A PARTNERSHIP that has helped conserve one of West Somerset's most diverse countryside estates has ended after 18 years.

Volunteers from Minehead's Seahorse Centre have been working with rangers from the National Trust's Holnicote Estate for almost two decades.

But cutbacks within Somerset's social services means the long standing and mutually beneficial partnership has been forced to end.

And the 'end of an era' relationship was marked with a celebration at the centre.

National Trust rangers were presented with a framed print and a specially made cake iced with the charity's logo.

Come rain or shine, the Seahorse volunteers have spent a day a week at Holnicote, undertaking a huge range of conservation and maintenance tasks.

As well as helping to keep the estate in tip-tip condition by ensuring the villages and surrounding areas were kept clean and tidy, they planted new hedgerows, helped with woodland restoration and carried out footpath management and repair.

They even won a national award with their heather seedling project and also helped in the creation and maintenance of two easy access trails for visitors with mobility problems.
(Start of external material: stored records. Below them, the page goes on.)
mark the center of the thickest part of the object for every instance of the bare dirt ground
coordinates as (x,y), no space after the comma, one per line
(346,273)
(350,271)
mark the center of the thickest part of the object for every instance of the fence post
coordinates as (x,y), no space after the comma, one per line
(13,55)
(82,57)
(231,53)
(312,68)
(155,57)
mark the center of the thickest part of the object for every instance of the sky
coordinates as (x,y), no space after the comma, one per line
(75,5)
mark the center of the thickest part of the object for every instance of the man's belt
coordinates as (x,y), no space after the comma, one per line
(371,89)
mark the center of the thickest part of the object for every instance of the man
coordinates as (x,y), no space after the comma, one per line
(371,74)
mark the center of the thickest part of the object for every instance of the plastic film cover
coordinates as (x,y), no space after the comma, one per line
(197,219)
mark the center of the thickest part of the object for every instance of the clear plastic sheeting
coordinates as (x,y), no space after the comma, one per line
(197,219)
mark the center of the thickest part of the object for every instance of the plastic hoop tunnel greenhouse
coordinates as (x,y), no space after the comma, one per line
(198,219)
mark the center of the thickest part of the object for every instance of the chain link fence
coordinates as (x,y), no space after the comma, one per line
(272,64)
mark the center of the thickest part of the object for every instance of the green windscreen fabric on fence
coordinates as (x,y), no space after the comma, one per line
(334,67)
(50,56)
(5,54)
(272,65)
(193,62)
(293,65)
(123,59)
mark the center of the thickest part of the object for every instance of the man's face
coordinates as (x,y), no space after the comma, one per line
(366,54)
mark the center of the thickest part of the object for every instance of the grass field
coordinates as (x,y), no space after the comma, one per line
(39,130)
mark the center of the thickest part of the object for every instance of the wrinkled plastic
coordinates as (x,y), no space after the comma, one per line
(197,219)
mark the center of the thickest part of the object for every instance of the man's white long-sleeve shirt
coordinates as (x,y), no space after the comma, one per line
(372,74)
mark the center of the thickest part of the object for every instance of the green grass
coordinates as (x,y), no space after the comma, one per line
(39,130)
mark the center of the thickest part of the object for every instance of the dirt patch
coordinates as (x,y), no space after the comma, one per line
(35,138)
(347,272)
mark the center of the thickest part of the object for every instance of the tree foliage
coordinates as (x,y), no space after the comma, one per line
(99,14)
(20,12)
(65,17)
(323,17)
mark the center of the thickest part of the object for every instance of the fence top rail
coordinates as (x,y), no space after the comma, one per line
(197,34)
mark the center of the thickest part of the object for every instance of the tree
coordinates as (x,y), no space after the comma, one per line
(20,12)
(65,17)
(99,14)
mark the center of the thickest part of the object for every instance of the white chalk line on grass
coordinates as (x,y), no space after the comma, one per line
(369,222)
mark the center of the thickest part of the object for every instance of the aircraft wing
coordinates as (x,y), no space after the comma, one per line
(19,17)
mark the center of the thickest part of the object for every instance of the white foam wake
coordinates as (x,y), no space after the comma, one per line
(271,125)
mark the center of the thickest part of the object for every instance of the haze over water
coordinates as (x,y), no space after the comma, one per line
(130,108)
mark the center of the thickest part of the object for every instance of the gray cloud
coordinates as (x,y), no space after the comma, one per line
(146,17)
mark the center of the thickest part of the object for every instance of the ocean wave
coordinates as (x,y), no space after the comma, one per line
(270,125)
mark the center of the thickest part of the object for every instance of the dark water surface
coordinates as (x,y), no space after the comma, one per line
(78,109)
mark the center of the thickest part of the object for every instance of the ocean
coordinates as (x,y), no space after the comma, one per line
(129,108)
Ranger Paul Camp said: "Without the valuable conservation work achieved by all our volunteers we would find it incredibly difficult to fulfil many of our management objectives on the property.

"However, the Seahorse volunteers were very special to us indeed.
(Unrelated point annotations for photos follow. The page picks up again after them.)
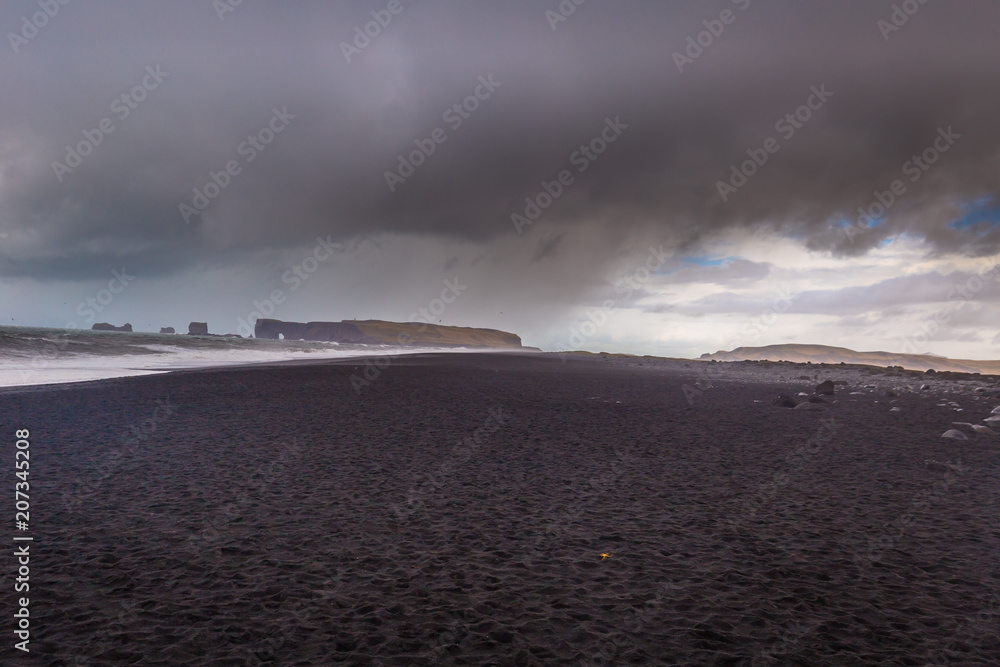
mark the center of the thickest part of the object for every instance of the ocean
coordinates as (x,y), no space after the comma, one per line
(36,355)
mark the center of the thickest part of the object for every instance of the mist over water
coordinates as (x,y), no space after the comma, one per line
(35,355)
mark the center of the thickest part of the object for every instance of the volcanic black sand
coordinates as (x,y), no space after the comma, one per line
(455,510)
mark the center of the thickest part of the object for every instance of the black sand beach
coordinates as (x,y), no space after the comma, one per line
(455,511)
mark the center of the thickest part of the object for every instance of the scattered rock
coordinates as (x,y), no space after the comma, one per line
(825,388)
(784,400)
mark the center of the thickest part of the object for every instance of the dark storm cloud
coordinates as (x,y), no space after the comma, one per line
(539,95)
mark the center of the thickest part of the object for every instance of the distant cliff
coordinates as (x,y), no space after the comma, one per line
(378,332)
(825,354)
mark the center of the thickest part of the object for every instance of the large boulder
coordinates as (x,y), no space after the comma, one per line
(784,400)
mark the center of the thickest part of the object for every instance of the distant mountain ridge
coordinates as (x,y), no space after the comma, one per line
(826,354)
(378,332)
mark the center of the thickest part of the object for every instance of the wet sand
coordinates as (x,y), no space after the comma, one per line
(454,509)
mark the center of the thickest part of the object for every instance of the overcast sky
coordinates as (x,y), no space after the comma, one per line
(697,168)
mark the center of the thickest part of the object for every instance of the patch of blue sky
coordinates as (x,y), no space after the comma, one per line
(983,211)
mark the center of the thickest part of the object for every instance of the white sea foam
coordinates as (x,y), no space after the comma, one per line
(51,356)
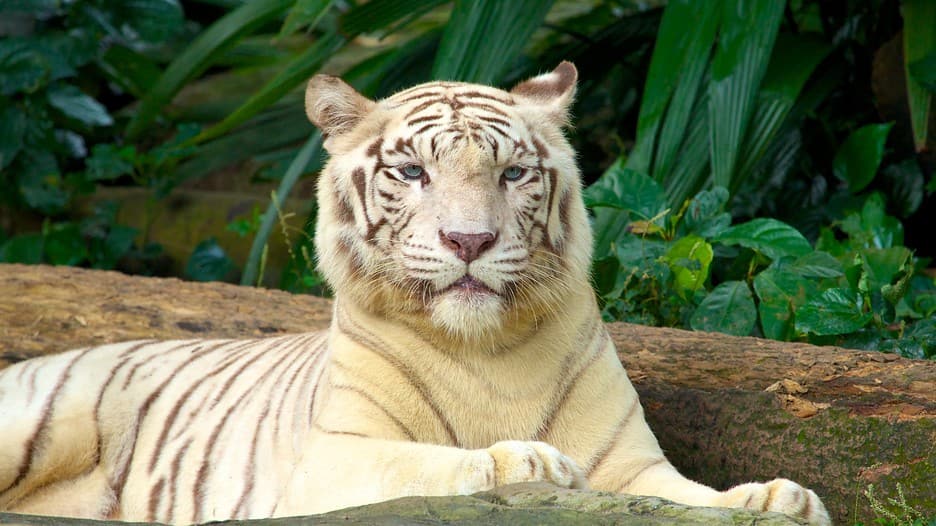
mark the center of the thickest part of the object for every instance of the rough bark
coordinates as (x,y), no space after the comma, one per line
(520,504)
(725,409)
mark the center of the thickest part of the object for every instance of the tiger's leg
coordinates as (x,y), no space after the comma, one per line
(635,464)
(342,470)
(86,496)
(49,439)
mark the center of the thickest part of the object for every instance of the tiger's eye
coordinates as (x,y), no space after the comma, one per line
(412,171)
(513,173)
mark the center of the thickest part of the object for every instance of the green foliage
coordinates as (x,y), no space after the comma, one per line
(856,287)
(96,241)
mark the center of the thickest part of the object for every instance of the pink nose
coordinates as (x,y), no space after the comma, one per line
(468,247)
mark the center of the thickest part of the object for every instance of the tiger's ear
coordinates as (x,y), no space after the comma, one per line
(334,106)
(553,91)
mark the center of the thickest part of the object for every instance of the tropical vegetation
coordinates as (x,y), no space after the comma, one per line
(756,168)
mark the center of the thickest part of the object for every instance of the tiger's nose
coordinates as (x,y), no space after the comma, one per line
(468,247)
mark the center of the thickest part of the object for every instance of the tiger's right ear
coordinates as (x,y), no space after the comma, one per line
(334,106)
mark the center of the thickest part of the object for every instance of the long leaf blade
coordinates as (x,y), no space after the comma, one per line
(476,47)
(919,40)
(739,64)
(197,57)
(296,72)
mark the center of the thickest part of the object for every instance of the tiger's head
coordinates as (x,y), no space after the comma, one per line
(453,207)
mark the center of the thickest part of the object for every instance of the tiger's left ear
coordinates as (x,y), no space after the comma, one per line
(552,91)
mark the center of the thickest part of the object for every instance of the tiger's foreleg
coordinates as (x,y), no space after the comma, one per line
(344,470)
(636,465)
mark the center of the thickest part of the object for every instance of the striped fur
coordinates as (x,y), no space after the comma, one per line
(466,349)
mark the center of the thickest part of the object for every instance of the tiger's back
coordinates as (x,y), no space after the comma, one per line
(144,429)
(466,349)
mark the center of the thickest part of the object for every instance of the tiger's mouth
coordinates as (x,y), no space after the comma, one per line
(470,286)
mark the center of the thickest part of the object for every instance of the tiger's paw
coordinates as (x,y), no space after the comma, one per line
(517,461)
(778,495)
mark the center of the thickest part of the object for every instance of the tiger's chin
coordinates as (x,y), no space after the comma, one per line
(468,311)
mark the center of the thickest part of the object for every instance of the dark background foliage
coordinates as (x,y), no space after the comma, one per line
(768,159)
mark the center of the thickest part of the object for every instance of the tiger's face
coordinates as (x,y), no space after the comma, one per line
(452,206)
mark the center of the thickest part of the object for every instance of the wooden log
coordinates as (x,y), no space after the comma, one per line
(725,409)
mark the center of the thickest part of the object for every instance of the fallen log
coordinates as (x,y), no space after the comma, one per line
(726,409)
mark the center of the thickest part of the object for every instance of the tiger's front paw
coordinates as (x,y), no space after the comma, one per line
(516,461)
(779,495)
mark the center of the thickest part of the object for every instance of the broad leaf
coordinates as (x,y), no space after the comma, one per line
(689,258)
(780,290)
(817,264)
(477,28)
(304,14)
(770,237)
(834,311)
(209,262)
(73,103)
(858,158)
(64,245)
(729,308)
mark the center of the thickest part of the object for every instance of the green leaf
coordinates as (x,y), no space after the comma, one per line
(705,215)
(129,69)
(64,245)
(12,128)
(872,227)
(834,311)
(209,262)
(473,47)
(780,291)
(154,21)
(75,104)
(739,64)
(26,248)
(883,266)
(310,150)
(40,183)
(794,59)
(689,258)
(817,264)
(618,197)
(680,58)
(858,158)
(768,236)
(923,71)
(919,39)
(381,14)
(304,14)
(295,73)
(729,308)
(197,57)
(626,189)
(105,251)
(24,67)
(107,162)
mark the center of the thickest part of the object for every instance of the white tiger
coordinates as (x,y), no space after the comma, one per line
(466,349)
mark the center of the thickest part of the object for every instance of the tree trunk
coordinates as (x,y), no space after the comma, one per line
(725,409)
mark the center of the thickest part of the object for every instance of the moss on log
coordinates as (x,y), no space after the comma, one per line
(726,409)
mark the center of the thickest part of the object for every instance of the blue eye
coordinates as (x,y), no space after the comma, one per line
(513,173)
(412,171)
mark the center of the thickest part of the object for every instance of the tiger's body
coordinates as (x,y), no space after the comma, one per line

"Being made up of adults with various degrees of learning difficulties, their enthusiasm and passion have been an inspiration to us and a wonderful example of how every individual can make a valuable contribution within the community.
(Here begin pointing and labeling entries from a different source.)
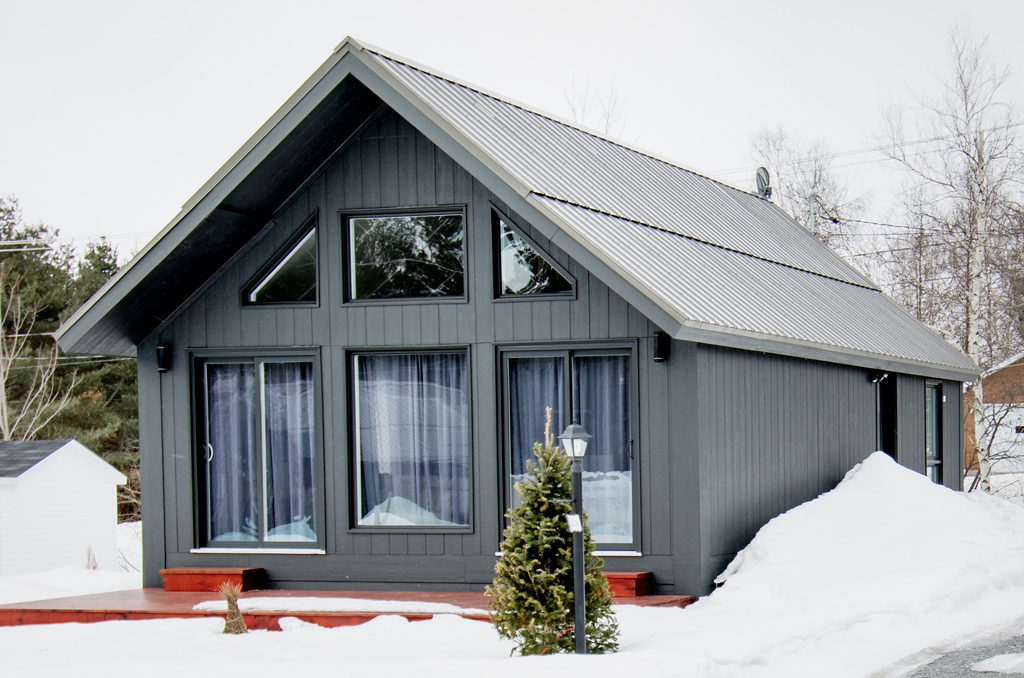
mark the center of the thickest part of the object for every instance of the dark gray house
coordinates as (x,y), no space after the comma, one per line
(348,337)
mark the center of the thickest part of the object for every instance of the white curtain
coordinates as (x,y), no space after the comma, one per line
(232,470)
(413,438)
(288,399)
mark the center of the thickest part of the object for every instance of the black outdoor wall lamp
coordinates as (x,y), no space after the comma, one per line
(663,346)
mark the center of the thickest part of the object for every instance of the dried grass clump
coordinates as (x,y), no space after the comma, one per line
(230,592)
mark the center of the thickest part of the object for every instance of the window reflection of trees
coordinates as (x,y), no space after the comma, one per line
(408,256)
(523,270)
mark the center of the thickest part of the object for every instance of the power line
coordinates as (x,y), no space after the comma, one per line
(856,152)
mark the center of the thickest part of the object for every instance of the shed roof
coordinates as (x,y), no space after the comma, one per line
(16,457)
(706,261)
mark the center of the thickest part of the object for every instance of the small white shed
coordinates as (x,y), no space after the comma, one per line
(57,504)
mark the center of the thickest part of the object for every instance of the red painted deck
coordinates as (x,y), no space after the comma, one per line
(157,603)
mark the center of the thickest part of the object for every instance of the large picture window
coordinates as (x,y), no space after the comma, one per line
(595,389)
(412,439)
(258,454)
(402,256)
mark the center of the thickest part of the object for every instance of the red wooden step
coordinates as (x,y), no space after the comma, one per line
(210,579)
(630,585)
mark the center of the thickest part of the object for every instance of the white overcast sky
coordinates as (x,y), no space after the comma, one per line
(114,114)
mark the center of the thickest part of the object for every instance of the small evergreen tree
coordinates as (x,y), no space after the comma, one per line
(532,589)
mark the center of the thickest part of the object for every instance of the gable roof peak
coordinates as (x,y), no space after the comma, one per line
(525,108)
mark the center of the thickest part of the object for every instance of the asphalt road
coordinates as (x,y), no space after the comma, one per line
(954,660)
(958,663)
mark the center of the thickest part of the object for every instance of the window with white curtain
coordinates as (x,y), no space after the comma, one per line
(933,430)
(412,439)
(592,387)
(258,452)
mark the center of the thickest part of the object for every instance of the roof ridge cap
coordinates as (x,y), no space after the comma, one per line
(549,116)
(701,241)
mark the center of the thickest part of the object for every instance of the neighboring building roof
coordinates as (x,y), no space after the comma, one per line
(16,457)
(707,262)
(1004,365)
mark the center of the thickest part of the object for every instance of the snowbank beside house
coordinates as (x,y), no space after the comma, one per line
(65,582)
(882,567)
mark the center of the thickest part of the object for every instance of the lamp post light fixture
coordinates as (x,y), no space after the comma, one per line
(574,439)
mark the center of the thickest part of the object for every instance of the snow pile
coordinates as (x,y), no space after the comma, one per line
(129,538)
(310,604)
(66,582)
(885,565)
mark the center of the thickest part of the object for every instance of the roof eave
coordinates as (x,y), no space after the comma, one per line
(72,334)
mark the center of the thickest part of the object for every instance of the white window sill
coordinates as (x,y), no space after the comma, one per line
(270,551)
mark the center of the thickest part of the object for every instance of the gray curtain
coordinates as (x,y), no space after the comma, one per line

"They will be greatly missed by us and everyone else in the local community."

Mr Camp said he hoped that at some time in the future, the partnership could be re-established.

"In the meantime, we are trying to find other ways in which we can maintain the links with our friends at the Seahorse Centre."

The celebration also included guests from the West Somerset Railway, which has also had to end a similar partnership with the centre volunteers.